Mangas, who didn’t get to travel to Stockholm to watch the match, took in the 2-0 win from a local pub, and it was a much-needed break for him. He was playing squash on Monday at 10 p.m. when he checked his phone and realized what had happened. The scenes disturbed him so much that he stayed up until 5 a.m., when he finally put his phone down and slept a few hours before work. “There was a moment of silence before the match, and it meant a lot,” Mangas says. “It took our minds off of everything, but we still can’t get the pictures out of our heads. You walk through the city center and see the flowers. The match was a good feeling, though, because even lads from Liverpool and Manchester City wanted to see us win. It felt special.”



Football and music are what define Manchester, and Mangas is eager for  return to that state. “This isn’t the Manchester I know,” he says the city after the attack. “We’re desperate to get back to doing what we do.”

The mood from Stockholm was a bit different. The fans came out in hordes, drinking in the streets and contributing to the carnival-like atmosphere that follows United on European away days, but something wasn’t right. “I’ve been to a number of finals here and abroad, and it wasn’t the same feeling of when United comes to town,” says 48-year-old Steve Armstrong, who’s been supporting Manchester United his whole life and has been running United We Stand, a fan publication, since 1989. “It was somber and people didn’t know if the match-day frame of mind was appropriate yesterday.

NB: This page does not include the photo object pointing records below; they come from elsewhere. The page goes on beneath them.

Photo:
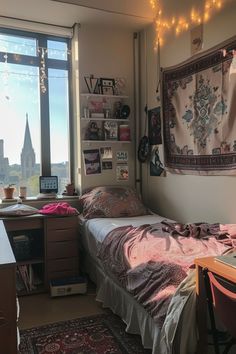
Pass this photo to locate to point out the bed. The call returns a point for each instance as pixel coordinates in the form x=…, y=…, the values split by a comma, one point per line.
x=116, y=228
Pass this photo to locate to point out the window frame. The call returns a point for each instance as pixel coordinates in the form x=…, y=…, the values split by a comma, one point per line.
x=41, y=42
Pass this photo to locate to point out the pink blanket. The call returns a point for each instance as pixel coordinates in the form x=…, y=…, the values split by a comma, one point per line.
x=150, y=261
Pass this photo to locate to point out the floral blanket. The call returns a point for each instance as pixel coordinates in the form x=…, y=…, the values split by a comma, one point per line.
x=150, y=261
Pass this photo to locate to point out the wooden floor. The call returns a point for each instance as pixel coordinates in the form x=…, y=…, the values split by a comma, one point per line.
x=40, y=309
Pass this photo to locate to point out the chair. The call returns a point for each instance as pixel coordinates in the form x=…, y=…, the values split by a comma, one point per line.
x=221, y=303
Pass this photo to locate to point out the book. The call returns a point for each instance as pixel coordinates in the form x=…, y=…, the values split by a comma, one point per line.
x=111, y=130
x=228, y=259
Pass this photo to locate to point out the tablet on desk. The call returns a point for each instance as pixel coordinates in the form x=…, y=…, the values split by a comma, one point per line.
x=228, y=259
x=48, y=187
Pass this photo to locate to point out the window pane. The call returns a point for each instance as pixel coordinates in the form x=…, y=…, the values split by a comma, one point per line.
x=59, y=118
x=57, y=50
x=20, y=127
x=18, y=45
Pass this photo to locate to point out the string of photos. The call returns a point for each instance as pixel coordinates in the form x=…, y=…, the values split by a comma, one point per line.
x=105, y=86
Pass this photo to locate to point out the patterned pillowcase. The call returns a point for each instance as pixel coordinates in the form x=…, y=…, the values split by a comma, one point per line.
x=111, y=202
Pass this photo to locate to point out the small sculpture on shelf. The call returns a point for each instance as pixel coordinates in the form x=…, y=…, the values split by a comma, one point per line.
x=93, y=132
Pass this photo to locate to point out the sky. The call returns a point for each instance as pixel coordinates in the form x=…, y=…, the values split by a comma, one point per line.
x=19, y=95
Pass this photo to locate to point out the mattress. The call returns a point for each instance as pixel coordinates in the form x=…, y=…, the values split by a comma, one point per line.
x=113, y=296
x=95, y=230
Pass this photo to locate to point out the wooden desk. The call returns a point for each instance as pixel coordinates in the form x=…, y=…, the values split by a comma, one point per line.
x=224, y=271
x=8, y=313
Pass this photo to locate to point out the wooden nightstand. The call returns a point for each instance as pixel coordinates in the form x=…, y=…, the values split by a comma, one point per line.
x=62, y=247
x=220, y=269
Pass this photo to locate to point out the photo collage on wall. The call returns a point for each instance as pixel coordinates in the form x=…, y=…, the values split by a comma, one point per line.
x=97, y=161
x=155, y=139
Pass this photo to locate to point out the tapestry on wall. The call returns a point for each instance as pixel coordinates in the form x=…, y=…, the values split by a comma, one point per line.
x=199, y=114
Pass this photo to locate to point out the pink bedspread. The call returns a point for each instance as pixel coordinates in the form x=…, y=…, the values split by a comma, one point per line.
x=150, y=261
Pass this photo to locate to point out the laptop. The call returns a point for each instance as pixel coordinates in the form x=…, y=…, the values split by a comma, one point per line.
x=228, y=259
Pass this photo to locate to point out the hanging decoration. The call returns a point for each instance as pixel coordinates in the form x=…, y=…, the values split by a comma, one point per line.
x=198, y=114
x=184, y=22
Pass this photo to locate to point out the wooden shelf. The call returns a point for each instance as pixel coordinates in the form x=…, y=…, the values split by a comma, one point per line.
x=106, y=119
x=31, y=261
x=107, y=141
x=100, y=95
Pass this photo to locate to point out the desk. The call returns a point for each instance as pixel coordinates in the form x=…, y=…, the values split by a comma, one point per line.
x=53, y=249
x=224, y=271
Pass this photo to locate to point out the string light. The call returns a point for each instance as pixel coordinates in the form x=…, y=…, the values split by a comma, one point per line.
x=182, y=24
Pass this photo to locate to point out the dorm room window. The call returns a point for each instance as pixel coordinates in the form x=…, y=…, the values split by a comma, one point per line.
x=34, y=109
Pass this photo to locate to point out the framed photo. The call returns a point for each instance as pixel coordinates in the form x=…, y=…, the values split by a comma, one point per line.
x=154, y=126
x=92, y=84
x=92, y=162
x=122, y=172
x=107, y=86
x=107, y=165
x=111, y=130
x=122, y=156
x=106, y=152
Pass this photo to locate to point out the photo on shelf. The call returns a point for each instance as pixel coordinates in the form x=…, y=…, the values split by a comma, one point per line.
x=92, y=84
x=106, y=152
x=122, y=156
x=111, y=130
x=92, y=162
x=107, y=86
x=94, y=131
x=120, y=86
x=107, y=165
x=122, y=172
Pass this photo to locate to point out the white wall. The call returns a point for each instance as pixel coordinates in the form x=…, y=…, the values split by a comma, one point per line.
x=107, y=52
x=183, y=197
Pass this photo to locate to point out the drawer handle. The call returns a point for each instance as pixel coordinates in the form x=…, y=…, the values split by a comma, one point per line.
x=3, y=320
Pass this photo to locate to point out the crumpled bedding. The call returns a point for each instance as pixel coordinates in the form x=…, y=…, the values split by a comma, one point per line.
x=151, y=261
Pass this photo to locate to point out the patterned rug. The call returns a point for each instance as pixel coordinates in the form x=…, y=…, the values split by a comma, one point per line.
x=100, y=334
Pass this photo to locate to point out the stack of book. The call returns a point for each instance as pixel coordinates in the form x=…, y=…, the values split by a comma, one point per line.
x=26, y=278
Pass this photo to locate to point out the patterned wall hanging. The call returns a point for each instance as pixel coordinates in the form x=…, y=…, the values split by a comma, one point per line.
x=199, y=114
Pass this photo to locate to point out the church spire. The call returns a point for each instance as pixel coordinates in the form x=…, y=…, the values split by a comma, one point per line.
x=27, y=154
x=27, y=140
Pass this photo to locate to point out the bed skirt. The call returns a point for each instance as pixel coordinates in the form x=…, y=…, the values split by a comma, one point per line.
x=178, y=334
x=112, y=296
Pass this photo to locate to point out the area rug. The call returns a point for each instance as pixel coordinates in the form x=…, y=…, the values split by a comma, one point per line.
x=100, y=334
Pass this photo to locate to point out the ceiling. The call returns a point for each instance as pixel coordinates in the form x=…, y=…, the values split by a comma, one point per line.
x=128, y=14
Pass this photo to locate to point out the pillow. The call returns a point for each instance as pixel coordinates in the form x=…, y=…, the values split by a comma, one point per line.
x=111, y=202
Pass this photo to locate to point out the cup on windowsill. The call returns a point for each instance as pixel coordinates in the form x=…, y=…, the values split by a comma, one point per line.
x=23, y=192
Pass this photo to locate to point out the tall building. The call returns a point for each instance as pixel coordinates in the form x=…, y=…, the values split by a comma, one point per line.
x=4, y=164
x=27, y=154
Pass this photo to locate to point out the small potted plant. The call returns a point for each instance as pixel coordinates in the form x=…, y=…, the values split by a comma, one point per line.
x=8, y=191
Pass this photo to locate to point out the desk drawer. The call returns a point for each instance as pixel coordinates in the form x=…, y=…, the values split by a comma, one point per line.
x=62, y=249
x=23, y=224
x=62, y=274
x=63, y=264
x=62, y=235
x=67, y=222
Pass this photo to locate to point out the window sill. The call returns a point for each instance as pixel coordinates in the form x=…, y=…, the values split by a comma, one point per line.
x=38, y=203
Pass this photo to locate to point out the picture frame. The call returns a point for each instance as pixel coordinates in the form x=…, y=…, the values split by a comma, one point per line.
x=122, y=172
x=93, y=84
x=110, y=130
x=107, y=86
x=154, y=126
x=92, y=162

The atmosphere was very flat.”

Once the match kicked off, things changed a bit for United supporters with heavy hearts. Their club finished sixth this season in the Premier League, and their only chance of making it to the Championship League next season was beating Ajax. Things were looking up for the club when Paul Pogba scored off a deflection in the 17th minute. “Once the game started, normal business resumed,” Armstrong says. “Everyone got in the normal mindset of a match, and they were able to put things aside for 90 minutes.”

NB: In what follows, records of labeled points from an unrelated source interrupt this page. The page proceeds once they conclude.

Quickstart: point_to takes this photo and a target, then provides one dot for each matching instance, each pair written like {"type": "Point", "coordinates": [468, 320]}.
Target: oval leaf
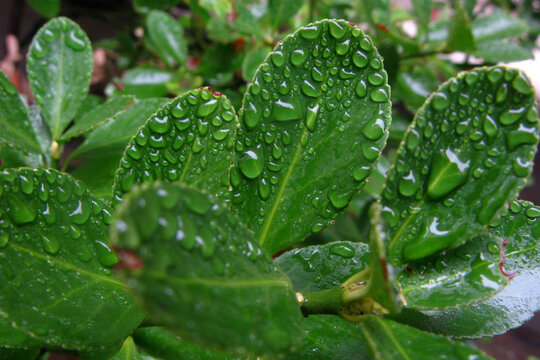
{"type": "Point", "coordinates": [314, 121]}
{"type": "Point", "coordinates": [55, 269]}
{"type": "Point", "coordinates": [467, 153]}
{"type": "Point", "coordinates": [167, 37]}
{"type": "Point", "coordinates": [516, 303]}
{"type": "Point", "coordinates": [97, 116]}
{"type": "Point", "coordinates": [202, 274]}
{"type": "Point", "coordinates": [189, 140]}
{"type": "Point", "coordinates": [59, 66]}
{"type": "Point", "coordinates": [15, 126]}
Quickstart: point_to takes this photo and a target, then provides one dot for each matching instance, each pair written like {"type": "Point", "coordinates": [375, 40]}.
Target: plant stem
{"type": "Point", "coordinates": [322, 302]}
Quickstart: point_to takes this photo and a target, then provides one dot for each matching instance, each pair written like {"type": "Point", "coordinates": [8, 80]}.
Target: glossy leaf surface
{"type": "Point", "coordinates": [55, 273]}
{"type": "Point", "coordinates": [203, 275]}
{"type": "Point", "coordinates": [167, 37]}
{"type": "Point", "coordinates": [458, 277]}
{"type": "Point", "coordinates": [517, 302]}
{"type": "Point", "coordinates": [97, 116]}
{"type": "Point", "coordinates": [189, 140]}
{"type": "Point", "coordinates": [388, 340]}
{"type": "Point", "coordinates": [314, 121]}
{"type": "Point", "coordinates": [161, 343]}
{"type": "Point", "coordinates": [468, 151]}
{"type": "Point", "coordinates": [323, 266]}
{"type": "Point", "coordinates": [111, 138]}
{"type": "Point", "coordinates": [59, 66]}
{"type": "Point", "coordinates": [15, 126]}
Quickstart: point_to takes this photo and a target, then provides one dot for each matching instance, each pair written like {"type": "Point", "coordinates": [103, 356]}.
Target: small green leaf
{"type": "Point", "coordinates": [111, 138]}
{"type": "Point", "coordinates": [388, 340]}
{"type": "Point", "coordinates": [458, 277]}
{"type": "Point", "coordinates": [53, 226]}
{"type": "Point", "coordinates": [59, 66]}
{"type": "Point", "coordinates": [189, 140]}
{"type": "Point", "coordinates": [468, 151]}
{"type": "Point", "coordinates": [495, 51]}
{"type": "Point", "coordinates": [98, 175]}
{"type": "Point", "coordinates": [146, 82]}
{"type": "Point", "coordinates": [312, 130]}
{"type": "Point", "coordinates": [497, 26]}
{"type": "Point", "coordinates": [516, 303]}
{"type": "Point", "coordinates": [15, 126]}
{"type": "Point", "coordinates": [164, 345]}
{"type": "Point", "coordinates": [325, 266]}
{"type": "Point", "coordinates": [460, 36]}
{"type": "Point", "coordinates": [280, 11]}
{"type": "Point", "coordinates": [329, 337]}
{"type": "Point", "coordinates": [99, 115]}
{"type": "Point", "coordinates": [46, 8]}
{"type": "Point", "coordinates": [128, 351]}
{"type": "Point", "coordinates": [203, 275]}
{"type": "Point", "coordinates": [167, 37]}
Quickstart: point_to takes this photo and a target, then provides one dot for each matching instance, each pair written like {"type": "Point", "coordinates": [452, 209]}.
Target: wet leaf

‘THIS ISN’T A SITUATION THAT ONLY MATTERED TO PEOPLE IN BRITAIN. IT’S BECOME A GLOBAL ISSUE.’

Mancunians tend to be private and suspicious of people trying to infiltrate their way of life, says Armstrong, and the press was showing up from all corners of the globe, knocking on people’s doors, and trying to get stories without an understanding of Manchester.

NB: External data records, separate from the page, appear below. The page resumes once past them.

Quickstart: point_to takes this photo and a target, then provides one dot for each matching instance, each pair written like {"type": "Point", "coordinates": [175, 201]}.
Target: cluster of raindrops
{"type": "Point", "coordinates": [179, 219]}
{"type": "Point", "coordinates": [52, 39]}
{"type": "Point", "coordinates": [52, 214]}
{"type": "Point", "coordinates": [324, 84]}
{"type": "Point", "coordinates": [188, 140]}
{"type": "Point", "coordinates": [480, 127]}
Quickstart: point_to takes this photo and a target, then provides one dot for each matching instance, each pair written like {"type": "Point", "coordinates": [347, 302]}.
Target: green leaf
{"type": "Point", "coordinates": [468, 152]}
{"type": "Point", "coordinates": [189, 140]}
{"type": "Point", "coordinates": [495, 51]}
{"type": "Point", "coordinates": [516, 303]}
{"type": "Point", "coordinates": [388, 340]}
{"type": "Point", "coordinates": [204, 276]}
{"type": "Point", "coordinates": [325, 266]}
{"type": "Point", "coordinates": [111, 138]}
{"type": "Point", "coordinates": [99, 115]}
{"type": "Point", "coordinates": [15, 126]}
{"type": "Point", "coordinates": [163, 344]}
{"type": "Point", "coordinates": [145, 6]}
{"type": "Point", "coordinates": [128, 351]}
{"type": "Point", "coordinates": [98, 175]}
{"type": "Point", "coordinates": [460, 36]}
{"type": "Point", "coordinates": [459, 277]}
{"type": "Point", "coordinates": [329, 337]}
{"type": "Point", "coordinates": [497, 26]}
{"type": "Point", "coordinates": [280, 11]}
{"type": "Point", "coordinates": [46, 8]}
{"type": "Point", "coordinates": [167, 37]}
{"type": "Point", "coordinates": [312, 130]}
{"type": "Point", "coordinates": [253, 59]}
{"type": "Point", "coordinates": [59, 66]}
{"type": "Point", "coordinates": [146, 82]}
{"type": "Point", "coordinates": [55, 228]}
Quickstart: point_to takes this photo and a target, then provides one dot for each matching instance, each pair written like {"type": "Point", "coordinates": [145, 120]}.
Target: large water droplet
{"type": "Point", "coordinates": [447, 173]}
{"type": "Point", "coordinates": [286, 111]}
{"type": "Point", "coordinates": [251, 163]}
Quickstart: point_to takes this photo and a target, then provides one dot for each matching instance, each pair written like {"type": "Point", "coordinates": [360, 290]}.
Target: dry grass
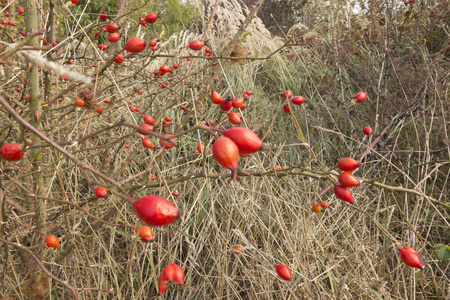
{"type": "Point", "coordinates": [344, 252]}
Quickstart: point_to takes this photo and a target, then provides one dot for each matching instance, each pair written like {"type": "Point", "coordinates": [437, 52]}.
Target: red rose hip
{"type": "Point", "coordinates": [155, 211]}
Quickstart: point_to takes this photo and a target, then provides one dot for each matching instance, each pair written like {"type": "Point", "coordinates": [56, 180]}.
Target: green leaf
{"type": "Point", "coordinates": [444, 253]}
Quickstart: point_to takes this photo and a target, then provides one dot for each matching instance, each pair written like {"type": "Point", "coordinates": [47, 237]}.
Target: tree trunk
{"type": "Point", "coordinates": [31, 25]}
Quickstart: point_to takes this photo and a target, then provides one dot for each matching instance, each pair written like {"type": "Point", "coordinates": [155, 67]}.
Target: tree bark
{"type": "Point", "coordinates": [31, 25]}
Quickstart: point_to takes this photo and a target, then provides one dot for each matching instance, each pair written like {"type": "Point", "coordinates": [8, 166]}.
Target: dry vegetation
{"type": "Point", "coordinates": [344, 252]}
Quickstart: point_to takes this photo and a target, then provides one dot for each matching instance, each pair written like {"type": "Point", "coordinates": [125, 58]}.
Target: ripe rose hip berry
{"type": "Point", "coordinates": [155, 211]}
{"type": "Point", "coordinates": [165, 144]}
{"type": "Point", "coordinates": [411, 258]}
{"type": "Point", "coordinates": [226, 105]}
{"type": "Point", "coordinates": [149, 120]}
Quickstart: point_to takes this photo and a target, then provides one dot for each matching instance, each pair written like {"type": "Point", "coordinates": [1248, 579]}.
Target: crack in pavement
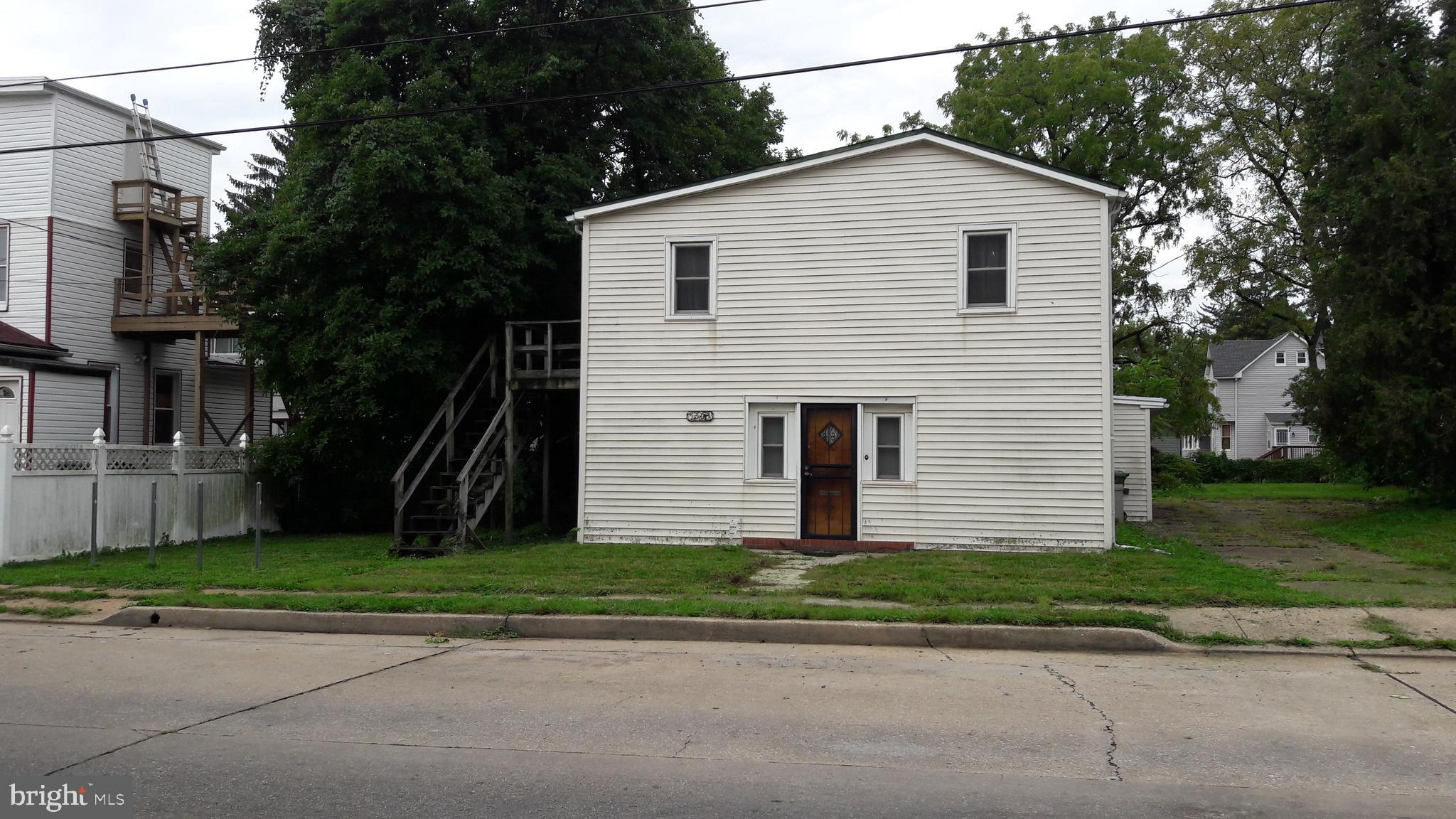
{"type": "Point", "coordinates": [250, 709]}
{"type": "Point", "coordinates": [1356, 658]}
{"type": "Point", "coordinates": [933, 646]}
{"type": "Point", "coordinates": [1108, 726]}
{"type": "Point", "coordinates": [686, 742]}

“We’re an inward-looking city that’s proud of who we are and the way that we do things,” says Armstrong. “But this isn’t a situation, like the IRA bombing in 1996, that only mattered to people in Britain. It’s become a global issue. We’ve felt overwhelmed, but we’re not the type of city that likes to make a fuss. We’re a no-nonsense type of city.”

This also isn’t the first time that Manchester United has had to deal with tragedy, as the Munich Air Disaster in 1958 claimed the lives of 23 people on a flight carrying the football club. The city’s been able to overcome those odds, and it will be able to get past everything that’s happened this week, too. It’s just going to take time, and fans say football will play a role in getting back to the real Manchester. “It will be music and football that will help get back to their regular way of lives,” Armstrong says.